A falta de políticas de cuidados produz consequências profundas. Sem serviços domiciliares, centros-dia, apoio psicossocial, qualificação profissional, proteção social e financiamento adequado, famílias enfrentam o cuidado em condições precárias. Isso favorece o esgotamento físico e emocional de cuidadores, amplia conflitos familiares e aumenta o risco de negligência e violência. Em muitos territórios, especialmente os mais vulneráveis, pessoas idosas permanecem isoladas, com extrema dificuldade de acesso regular a serviços de saúde, assistência social ou redes comunitárias de apoio. Elas não conseguem ir aos serviços. Os serviços, por sua vez, não dispõem de recursos como transporte sanitário para chegar até elas. Nesse vácuo de cuidados, as urgências se enchem de questões agudas e crônicas de saúde e sociais.
Por isso, a violência contra a pessoa idosa não pode ser compreendida apenas como um problema individual ou familiar. Trata-se também de uma questão política e estrutural. Quando o Estado não garante proteção social suficiente, quando os serviços públicos são insuficientes e quando o cuidado não é reconhecido como direito e responsabilidade coletiva, cria-se um ambiente propício para violações de direitos.

A Corte Americana de Direitos Humanos reconhece o Cuidado como um direito autônomo: o direito a cuidar, o direito a ser cuidado e o direito ao autocuidado. No Brasil, a Política Nacional de Cuidados (PNC), instituída pela Lei 15.069/2024, estabelece o cuidado como um direito universal e dever do Estado, das famílias e da sociedade e põe luz à necessidade de corresponsabilidade de gênero.
Enfrentar essa realidade exige mais do que campanhas de conscientização. Cuidar custa tempo, oportunidades e repercute na vida pessoal e familiar. É urgente e necessário efetivar uma política pública de cuidados articulada entre saúde, assistência social, direitos humanos, habitação e previdência, capaz de reconhecer o cuidado como trabalho essencial para a sustentabilidade da vida. Isso implica investir na formação e valorização de cuidadores remunerados e não remunerados, ampliar serviços comunitários e domiciliares, fortalecer redes de apoio às famílias e assegurar mecanismos efetivos de proteção contra violências.

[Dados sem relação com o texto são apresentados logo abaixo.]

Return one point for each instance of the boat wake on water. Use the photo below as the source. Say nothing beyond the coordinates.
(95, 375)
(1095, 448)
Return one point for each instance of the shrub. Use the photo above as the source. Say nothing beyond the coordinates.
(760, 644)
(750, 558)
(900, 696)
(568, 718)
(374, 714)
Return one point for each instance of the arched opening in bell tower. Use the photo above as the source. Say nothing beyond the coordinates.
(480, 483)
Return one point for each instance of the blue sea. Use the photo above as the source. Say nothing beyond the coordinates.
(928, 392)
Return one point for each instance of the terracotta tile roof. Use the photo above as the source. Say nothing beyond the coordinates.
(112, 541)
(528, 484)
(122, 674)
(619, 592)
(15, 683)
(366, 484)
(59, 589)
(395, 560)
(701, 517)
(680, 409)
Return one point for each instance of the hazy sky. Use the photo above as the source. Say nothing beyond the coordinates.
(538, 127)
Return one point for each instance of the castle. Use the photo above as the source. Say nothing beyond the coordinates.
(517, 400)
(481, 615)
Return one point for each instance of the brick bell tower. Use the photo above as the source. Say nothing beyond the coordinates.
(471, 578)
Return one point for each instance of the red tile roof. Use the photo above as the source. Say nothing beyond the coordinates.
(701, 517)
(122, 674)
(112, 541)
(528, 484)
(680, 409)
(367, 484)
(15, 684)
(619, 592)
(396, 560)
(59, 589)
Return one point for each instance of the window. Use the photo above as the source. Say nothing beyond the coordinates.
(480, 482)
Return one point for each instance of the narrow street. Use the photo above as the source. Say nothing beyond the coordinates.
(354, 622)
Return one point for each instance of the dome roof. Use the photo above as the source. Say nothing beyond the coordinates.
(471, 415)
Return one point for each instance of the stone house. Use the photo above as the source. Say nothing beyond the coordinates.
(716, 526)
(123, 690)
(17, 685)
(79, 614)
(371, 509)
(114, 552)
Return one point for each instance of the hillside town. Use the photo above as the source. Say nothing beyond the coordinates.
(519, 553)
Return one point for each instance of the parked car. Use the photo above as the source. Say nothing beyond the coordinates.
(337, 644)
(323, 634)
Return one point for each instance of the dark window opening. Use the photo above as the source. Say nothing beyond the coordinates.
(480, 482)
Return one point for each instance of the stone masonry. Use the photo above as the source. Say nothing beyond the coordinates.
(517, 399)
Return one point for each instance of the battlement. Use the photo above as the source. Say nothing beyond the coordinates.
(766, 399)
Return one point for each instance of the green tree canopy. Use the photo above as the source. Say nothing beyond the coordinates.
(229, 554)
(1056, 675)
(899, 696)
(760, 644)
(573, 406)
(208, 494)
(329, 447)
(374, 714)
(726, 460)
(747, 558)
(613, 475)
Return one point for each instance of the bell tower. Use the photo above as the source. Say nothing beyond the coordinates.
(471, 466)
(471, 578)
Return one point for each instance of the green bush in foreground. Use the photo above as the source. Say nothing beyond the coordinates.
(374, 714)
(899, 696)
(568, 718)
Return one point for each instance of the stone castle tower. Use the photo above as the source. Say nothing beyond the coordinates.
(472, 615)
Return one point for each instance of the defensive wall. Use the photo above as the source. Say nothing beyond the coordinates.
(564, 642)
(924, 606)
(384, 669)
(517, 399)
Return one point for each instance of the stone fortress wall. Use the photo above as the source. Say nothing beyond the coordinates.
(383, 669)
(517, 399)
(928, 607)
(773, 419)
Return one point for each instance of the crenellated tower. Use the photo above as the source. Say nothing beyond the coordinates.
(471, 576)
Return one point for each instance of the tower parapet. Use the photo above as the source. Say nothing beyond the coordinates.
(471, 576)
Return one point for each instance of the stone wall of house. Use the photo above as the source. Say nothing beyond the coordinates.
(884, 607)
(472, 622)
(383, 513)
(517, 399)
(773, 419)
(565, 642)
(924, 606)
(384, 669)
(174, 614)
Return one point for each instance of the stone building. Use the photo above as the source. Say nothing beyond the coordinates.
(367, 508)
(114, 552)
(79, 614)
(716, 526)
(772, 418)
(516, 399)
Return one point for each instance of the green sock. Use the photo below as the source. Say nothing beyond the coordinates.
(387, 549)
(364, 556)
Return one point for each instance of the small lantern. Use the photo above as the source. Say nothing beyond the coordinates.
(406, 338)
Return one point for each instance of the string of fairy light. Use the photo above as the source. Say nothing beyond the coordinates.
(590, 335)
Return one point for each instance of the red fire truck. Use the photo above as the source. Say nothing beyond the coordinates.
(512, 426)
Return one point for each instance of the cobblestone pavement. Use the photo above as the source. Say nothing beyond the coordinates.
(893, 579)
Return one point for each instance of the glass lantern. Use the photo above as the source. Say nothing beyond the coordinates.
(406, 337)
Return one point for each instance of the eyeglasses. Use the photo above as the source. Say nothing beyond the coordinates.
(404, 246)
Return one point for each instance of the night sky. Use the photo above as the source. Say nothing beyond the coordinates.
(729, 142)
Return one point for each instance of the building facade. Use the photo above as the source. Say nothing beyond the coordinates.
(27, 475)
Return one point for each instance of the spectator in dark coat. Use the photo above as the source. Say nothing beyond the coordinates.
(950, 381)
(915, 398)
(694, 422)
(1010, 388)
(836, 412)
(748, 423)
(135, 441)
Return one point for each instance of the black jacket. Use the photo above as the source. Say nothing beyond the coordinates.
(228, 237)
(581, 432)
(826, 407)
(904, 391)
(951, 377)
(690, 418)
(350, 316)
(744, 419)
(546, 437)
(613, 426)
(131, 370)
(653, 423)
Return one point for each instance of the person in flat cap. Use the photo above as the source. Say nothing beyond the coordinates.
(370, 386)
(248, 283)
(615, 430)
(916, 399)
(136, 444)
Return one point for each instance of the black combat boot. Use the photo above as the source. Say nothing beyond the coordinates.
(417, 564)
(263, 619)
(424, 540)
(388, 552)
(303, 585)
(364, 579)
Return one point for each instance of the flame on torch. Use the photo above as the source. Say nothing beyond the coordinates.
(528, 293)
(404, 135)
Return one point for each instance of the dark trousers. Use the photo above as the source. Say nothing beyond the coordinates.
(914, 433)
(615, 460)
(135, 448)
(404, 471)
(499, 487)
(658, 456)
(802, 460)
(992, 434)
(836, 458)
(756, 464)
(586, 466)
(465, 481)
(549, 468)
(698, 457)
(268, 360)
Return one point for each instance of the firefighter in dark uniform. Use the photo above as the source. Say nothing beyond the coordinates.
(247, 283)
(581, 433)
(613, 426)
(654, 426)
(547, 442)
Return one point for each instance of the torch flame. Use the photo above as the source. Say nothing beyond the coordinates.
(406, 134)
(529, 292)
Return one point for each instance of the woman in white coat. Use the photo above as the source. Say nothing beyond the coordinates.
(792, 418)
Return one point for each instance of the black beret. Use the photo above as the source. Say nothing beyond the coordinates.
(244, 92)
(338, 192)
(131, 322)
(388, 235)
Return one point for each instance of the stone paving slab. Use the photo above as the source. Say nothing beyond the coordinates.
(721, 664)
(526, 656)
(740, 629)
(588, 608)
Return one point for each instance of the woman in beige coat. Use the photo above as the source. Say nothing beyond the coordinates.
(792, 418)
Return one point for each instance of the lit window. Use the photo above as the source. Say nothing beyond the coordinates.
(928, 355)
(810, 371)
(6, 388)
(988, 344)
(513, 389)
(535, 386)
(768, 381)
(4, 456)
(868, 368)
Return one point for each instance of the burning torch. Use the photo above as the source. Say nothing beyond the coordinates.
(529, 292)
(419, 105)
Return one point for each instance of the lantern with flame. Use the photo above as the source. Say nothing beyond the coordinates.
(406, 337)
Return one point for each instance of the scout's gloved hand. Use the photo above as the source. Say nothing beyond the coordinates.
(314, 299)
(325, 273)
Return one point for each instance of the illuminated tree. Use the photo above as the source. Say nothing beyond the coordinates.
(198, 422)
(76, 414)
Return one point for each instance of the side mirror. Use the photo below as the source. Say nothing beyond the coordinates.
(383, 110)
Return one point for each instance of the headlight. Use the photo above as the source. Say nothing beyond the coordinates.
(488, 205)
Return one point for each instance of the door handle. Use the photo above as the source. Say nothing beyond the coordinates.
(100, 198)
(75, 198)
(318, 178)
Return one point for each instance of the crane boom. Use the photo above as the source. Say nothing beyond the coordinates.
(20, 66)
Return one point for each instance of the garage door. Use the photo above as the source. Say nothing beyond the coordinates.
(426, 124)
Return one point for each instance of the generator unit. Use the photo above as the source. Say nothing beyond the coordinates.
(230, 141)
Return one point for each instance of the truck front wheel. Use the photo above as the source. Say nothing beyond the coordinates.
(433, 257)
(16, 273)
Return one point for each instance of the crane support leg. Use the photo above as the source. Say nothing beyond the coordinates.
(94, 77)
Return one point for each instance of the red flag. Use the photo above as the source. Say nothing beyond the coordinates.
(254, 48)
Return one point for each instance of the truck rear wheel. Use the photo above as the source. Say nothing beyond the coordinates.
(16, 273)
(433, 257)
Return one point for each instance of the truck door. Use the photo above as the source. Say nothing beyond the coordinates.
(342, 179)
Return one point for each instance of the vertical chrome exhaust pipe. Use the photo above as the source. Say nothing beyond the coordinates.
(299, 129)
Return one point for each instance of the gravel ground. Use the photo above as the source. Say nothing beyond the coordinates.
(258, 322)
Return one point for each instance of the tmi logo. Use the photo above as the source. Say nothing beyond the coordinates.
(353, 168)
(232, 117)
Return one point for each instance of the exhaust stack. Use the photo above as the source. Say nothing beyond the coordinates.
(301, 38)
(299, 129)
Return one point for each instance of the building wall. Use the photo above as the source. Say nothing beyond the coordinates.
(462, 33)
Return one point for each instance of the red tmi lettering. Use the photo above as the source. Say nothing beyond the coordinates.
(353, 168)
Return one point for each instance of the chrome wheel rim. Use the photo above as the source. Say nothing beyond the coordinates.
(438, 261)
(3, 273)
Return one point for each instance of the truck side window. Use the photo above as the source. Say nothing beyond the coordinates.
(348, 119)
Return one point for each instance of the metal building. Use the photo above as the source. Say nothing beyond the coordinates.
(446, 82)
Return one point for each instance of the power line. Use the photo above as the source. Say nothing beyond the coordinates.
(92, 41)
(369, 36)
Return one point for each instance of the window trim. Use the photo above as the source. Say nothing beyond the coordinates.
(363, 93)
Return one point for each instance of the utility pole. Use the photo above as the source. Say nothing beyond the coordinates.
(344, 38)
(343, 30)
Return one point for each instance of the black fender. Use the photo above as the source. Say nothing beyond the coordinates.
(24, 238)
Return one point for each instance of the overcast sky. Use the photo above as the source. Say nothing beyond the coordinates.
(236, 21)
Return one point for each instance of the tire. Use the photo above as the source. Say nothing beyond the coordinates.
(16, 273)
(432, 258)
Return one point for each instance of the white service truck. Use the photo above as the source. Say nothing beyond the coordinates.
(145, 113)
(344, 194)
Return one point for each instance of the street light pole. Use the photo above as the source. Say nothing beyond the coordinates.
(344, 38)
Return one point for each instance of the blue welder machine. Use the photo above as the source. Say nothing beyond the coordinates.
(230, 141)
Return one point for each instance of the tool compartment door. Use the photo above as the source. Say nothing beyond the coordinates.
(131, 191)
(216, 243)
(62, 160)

Também é preciso enfrentar o ILPIsmo, isto é, preconceito contra instituições de longa permanência para idosos (ILPI) e o idadismo — a discriminação baseada na idade — que contribui para a desvalorização social da velhice e para a tolerância diante do sofrimento das pessoas idosas. Uma sociedade que naturaliza a solidão, a dependência sem suporte e o abandono na velhice revela profundas fragilidades éticas e sociais.
Garantir cuidado digno às pessoas idosas é defender direitos humanos, justiça social e dignidade ao longo de todo o curso da vida. A construção de uma política nacional de cuidados não é apenas uma resposta ao envelhecimento populacional; é um compromisso civilizatório com a proteção da vida, da autonomia e da dignidade humana.